According to REIA’s latest Housing Affordability Report, the proportion of income required to meet rent payments decreased to 23.8 per cent in the June 2019 quarter.
This represents a fall of 1.2 percentage points and a decrease of 0.3 percentage points compared to the same quarter in 2018.
Commenting on the results, REIA president Adrian Kelly said the decline was evident in the bulk of Australian states and territories.
“This is due to the rise in the average loan amounts after the lower levels of the March quarter – which appears to be an annual pattern,” Mr Kelly said.
“With the exception of Western Australia, housing affordability declined in all states and territories.

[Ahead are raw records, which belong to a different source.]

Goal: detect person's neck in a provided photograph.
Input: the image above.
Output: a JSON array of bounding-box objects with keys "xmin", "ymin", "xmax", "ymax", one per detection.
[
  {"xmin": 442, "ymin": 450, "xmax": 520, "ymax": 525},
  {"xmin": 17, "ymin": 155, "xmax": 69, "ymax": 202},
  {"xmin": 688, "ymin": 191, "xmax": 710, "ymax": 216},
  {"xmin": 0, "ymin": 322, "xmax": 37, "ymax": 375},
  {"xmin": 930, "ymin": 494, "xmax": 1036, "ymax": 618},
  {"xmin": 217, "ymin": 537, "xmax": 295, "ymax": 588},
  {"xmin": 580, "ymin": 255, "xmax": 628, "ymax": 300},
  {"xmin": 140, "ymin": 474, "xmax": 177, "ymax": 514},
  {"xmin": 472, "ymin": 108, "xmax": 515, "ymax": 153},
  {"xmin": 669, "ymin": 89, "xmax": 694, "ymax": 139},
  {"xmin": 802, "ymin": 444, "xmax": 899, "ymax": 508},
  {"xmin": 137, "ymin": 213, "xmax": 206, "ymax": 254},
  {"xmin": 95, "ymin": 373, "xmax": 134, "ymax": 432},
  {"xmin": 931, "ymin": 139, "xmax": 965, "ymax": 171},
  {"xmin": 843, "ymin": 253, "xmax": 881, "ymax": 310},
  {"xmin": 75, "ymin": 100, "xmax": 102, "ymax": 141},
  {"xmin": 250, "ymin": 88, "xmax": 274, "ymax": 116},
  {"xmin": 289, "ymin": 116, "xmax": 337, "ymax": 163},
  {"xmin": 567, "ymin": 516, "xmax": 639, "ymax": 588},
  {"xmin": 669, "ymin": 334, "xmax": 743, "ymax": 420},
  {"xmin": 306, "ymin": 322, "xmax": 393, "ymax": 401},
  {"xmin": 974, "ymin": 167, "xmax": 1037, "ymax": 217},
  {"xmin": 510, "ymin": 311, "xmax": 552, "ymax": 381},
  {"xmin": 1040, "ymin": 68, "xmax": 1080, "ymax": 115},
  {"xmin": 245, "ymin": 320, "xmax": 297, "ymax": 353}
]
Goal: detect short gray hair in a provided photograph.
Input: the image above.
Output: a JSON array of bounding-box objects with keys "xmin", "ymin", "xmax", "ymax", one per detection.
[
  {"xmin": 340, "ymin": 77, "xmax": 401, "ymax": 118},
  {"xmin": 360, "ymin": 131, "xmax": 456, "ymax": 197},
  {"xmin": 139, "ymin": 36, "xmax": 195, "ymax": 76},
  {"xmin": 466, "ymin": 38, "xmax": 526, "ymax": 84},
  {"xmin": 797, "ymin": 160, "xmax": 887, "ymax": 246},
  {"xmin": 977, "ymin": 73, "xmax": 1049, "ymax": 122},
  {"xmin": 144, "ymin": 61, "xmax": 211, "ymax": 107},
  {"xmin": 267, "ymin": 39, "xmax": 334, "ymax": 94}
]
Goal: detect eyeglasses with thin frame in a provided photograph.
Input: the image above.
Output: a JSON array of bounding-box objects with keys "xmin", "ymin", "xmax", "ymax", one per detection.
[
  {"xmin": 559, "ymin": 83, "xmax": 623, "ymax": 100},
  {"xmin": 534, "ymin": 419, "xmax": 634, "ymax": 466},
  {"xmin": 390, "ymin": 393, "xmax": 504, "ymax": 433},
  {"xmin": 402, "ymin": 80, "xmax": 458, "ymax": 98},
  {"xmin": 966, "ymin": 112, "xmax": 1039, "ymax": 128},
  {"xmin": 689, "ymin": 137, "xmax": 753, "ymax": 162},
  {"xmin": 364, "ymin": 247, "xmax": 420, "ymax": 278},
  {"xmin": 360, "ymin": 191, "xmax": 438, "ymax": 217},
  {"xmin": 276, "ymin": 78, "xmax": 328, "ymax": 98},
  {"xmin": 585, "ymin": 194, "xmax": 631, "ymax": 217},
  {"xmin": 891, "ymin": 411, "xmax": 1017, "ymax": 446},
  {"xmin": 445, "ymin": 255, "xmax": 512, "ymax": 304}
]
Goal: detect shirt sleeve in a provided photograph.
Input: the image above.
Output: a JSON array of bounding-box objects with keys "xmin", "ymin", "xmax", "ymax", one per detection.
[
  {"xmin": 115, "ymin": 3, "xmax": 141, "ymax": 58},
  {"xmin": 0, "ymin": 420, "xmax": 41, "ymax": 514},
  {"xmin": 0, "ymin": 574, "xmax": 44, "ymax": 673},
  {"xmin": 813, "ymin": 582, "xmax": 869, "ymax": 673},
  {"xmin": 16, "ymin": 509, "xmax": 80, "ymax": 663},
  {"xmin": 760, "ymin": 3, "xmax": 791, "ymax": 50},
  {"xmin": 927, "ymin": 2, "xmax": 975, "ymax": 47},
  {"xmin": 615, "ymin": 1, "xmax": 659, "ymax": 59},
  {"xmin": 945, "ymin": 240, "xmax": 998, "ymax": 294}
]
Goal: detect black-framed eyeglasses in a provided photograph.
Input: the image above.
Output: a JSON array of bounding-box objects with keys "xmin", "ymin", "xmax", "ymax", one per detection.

Although average loan amounts increased in all states and territories between 0.2 per cent and 6.2 per cent, only Western Australia’s family income surpassed their increase in the loan amount.”
Further, Mr Kelly said the total number of loans increased over the June quarter by 6.6 per cent.
“The number of loans to owner-occupier first home buyers has recorded increases in five of the six months of 2019. However, compared to the previous 12 months, there was 16,521 less new housing loans – a decrease of 15.1 per cent,” he said.
“This upward trend in first home buyer loans is expected to continue, as over the past few years, there has been an increase in the final quarter of the year.”